[v1,6/6] distributor: fix handshake deadlock

Message ID 20200915193449.13310-7-l.wojciechow@partner.samsung.com (mailing list archive)
State Superseded, archived
Delegated to: David Marchand
Headers
Series fix distributor synchronization issues |

Checks

Context Check Description
ci/checkpatch success coding style OK
ci/iol-testing success Testing PASS
ci/Intel-compilation success Compilation OK
ci/travis-robot success Travis build: passed

Commit Message

Lukasz Wojciechowski Sept. 15, 2020, 7:34 p.m. UTC
  Synchronization of data exchange between distributor and worker cores
is based on 2 handshakes: retptr64 for returning mbufs from workers
to distributor and bufptr64 for passing mbufs to workers.

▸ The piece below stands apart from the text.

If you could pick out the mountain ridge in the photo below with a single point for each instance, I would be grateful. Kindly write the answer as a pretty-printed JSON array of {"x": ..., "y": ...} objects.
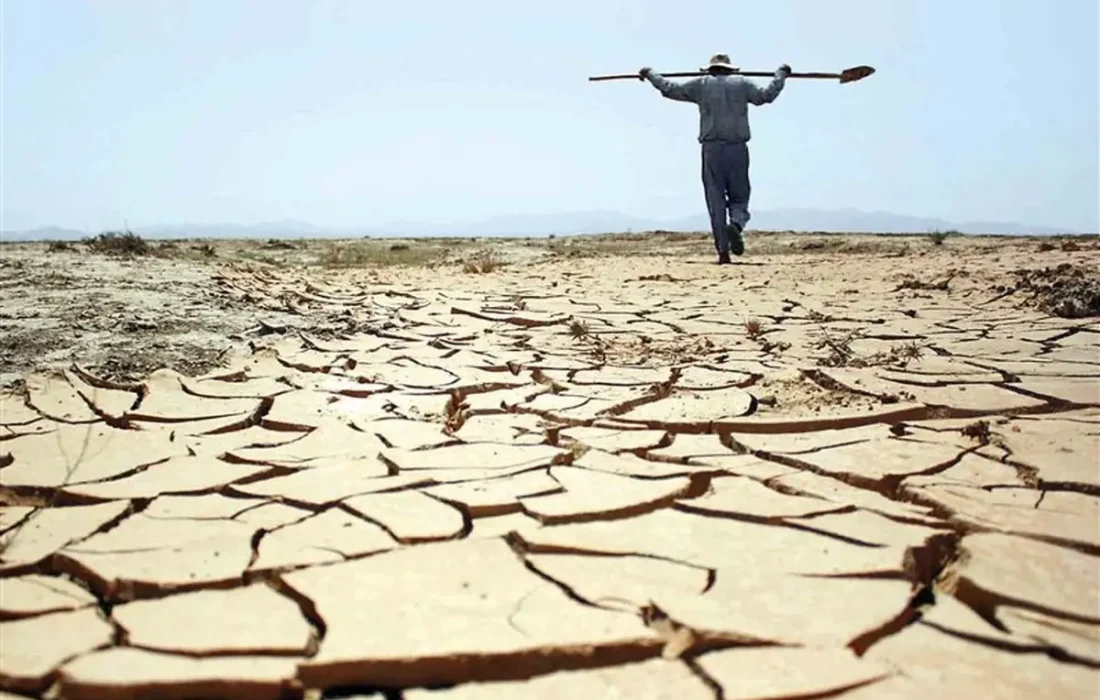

Without proper order of verifying those 2 handshakes a deadlock may
occur. This can happen when worker core want to return back mbufs
and waits for retptr handshake to be cleared and distributor core
wait for bufptr to send mbufs to worker.

This can happen as worker core first returns mbufs to distributor
and later gets new mbufs, while distributor first release mbufs
to worker and later handle returning packets.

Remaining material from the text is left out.